The International Chamber of Commerce (ICC) has published a new report setting out proposals to tackle the challenge of defining and setting common standards for sustainable trade and trade finance.
Developed in partnership with Boston Consulting Group (BCG), and with input from over 200 banks and corporates, the report outlines the world’s first standardised framework and assessment methodology to qualify the sustainability profile of trade transactions.
Unlike other asset classes, such as bonds, no standards currently exist to allow financial institutions to grade the sustainability performance of trade finance transactions – a market which is currently worth $5 trillion annually.
In the report, released today, the ICC claims that existing frameworks governing sustainable finance are not well-suited to deal with the hidden complexities of international trade, since they tend to focus only on the intent of financial instruments.
For example, the report notes that a single trade transaction can involve as many as 20 different parties and different types of goods, services, and raw materials crossing multiple jurisdictions, with each using different forms of transport.
In addition, while specific goods may not in themselves be sustainable, they can often be used for purposes such as sustainable infrastructure.
The same also applies in reverse when it comes to the trade of sustainable goods for non-sustainable purposes.
In response, the ICC’s proposed framework seeks to break through this complexity by recognising not only positive activity, but also guiding banks and corporates towards the use of best-practice standards.
John W.H. Denton AO, secretary-general of the ICC, said: “We recognise the imperative to ensure that international trade is a trusted vector of economic, societal, and environmental progress.
“But the difficulty of defining workable sustainability standards for cross-border commerce should not be underestimated.

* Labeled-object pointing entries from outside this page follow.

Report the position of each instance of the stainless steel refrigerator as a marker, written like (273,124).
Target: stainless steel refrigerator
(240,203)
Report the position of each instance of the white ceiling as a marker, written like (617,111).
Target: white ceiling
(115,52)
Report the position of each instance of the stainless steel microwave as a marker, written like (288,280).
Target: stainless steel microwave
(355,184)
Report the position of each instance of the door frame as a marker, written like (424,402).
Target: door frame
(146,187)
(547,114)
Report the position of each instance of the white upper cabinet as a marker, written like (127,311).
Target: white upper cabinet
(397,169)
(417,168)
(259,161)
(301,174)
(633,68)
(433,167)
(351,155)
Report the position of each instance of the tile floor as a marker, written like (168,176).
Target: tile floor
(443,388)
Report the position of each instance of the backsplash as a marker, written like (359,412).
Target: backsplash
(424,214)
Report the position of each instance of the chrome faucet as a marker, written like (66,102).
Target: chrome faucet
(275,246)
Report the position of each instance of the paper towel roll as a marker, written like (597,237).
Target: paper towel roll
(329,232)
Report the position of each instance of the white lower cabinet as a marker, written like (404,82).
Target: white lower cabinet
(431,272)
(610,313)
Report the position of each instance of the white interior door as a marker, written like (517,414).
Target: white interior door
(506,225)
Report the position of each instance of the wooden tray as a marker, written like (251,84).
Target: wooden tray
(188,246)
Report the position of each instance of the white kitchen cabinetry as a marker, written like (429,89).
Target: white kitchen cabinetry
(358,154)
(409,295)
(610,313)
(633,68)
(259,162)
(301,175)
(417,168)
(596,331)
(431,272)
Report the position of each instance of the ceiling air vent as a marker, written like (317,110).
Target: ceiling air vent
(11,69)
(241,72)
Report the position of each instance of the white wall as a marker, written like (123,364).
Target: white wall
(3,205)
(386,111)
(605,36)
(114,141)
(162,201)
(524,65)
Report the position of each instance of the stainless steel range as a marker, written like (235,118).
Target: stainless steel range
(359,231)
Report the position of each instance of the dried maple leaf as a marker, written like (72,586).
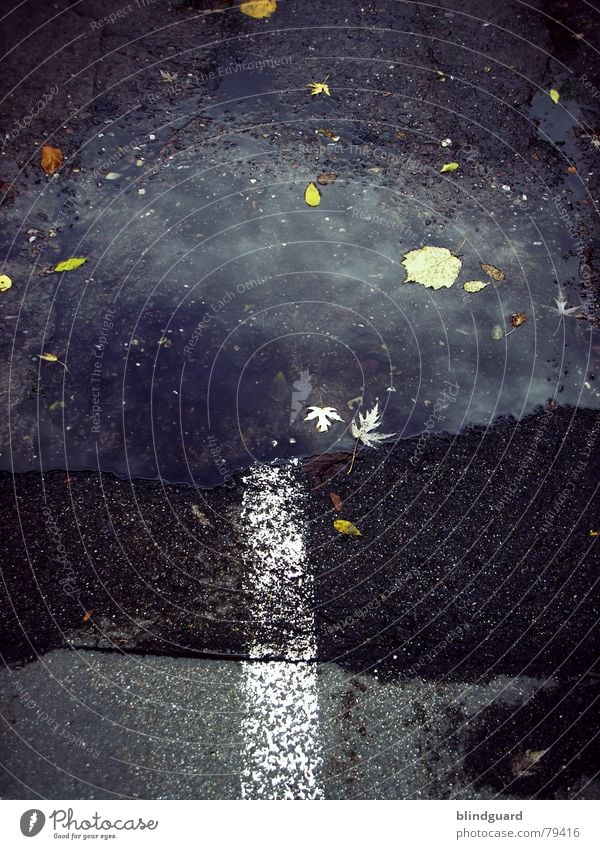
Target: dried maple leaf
(364,426)
(52,159)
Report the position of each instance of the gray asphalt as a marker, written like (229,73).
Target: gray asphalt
(451,650)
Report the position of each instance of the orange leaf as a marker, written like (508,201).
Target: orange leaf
(336,500)
(52,159)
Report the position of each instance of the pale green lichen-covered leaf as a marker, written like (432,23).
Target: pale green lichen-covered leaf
(70,264)
(435,268)
(475,285)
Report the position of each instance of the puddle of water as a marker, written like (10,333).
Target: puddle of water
(209,277)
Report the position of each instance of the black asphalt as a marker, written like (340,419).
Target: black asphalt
(478,556)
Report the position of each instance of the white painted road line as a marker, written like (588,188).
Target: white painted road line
(282,757)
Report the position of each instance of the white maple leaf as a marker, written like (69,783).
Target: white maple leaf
(364,426)
(564,311)
(323,416)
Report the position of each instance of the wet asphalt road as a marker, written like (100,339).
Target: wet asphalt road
(428,658)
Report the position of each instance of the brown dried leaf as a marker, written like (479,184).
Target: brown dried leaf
(491,271)
(525,762)
(323,467)
(52,159)
(326,179)
(336,501)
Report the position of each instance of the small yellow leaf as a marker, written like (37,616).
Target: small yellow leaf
(475,285)
(52,358)
(344,527)
(52,159)
(312,196)
(434,268)
(336,501)
(328,134)
(319,88)
(491,271)
(70,264)
(258,8)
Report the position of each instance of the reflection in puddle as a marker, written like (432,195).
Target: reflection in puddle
(216,305)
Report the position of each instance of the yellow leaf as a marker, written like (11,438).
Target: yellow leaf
(312,196)
(258,8)
(492,271)
(319,88)
(435,268)
(475,285)
(344,527)
(328,134)
(52,358)
(70,264)
(52,159)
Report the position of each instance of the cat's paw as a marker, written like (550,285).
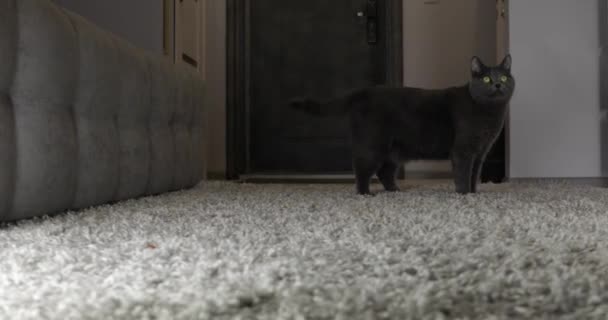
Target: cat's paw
(392,189)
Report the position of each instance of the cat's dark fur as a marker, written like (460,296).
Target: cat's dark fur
(392,125)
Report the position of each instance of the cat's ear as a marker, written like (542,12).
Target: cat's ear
(506,63)
(476,65)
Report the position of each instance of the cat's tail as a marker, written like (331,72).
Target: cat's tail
(334,107)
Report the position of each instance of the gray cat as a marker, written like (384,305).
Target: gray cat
(392,125)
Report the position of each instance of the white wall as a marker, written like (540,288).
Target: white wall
(138,21)
(555,113)
(440,38)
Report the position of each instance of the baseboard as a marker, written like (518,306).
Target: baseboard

“The proposed framework we are setting out today is intended to cut through the inherent complexity of global value chains, establishing a standard methodology for banks and corporates to reliably grade the economic, environmental, and social performance of individual transactions.”
Transparent trade finance
The report also proposes an assessment framework that provides transparency on the sustainability credentials of different components of a trade transaction, including the buyer and seller, the nature of the goods being sold, the intent of a transaction, and the mode of transportation.
This is backed by a standard definition of “sustainable trade” that aims to ensure integrity in the application of the framework.
Rather than defining a new set of standards for financial institutions and businesses to follow, the framework draws on existing standards where possible.
Instead, the ICC wants to avoid adding any further complexity for traders, particularly small businesses, whose activities are often the least measurable in terms of sustainability.
“We see a remarkable opportunity to put the US$5 trillion trade finance market squarely behind global sustainability goals,” Denton added.
“But to achieve this, we need to ensure we land an approach that sets a high bar on sustainability, while still being capable of being implemented in the real world by banks and corporates, regardless of their size, sector, or geography.”
Off the back of the draft proposals outlined in the report, the ICC now plans to launch its largest ever consultation process in search of feedback from industry, policymakers, and trade financiers worldwide.
In addition, the ICC wants to hear from civil society, academia, and international organisations, and will be opening a structured review process later this week, which is open to all interested stakeholders.
Then in 2022, the ICC plans to refine its methodology, map existing standards to the framework, and – crucially – determine how to most effectively implement them in practice.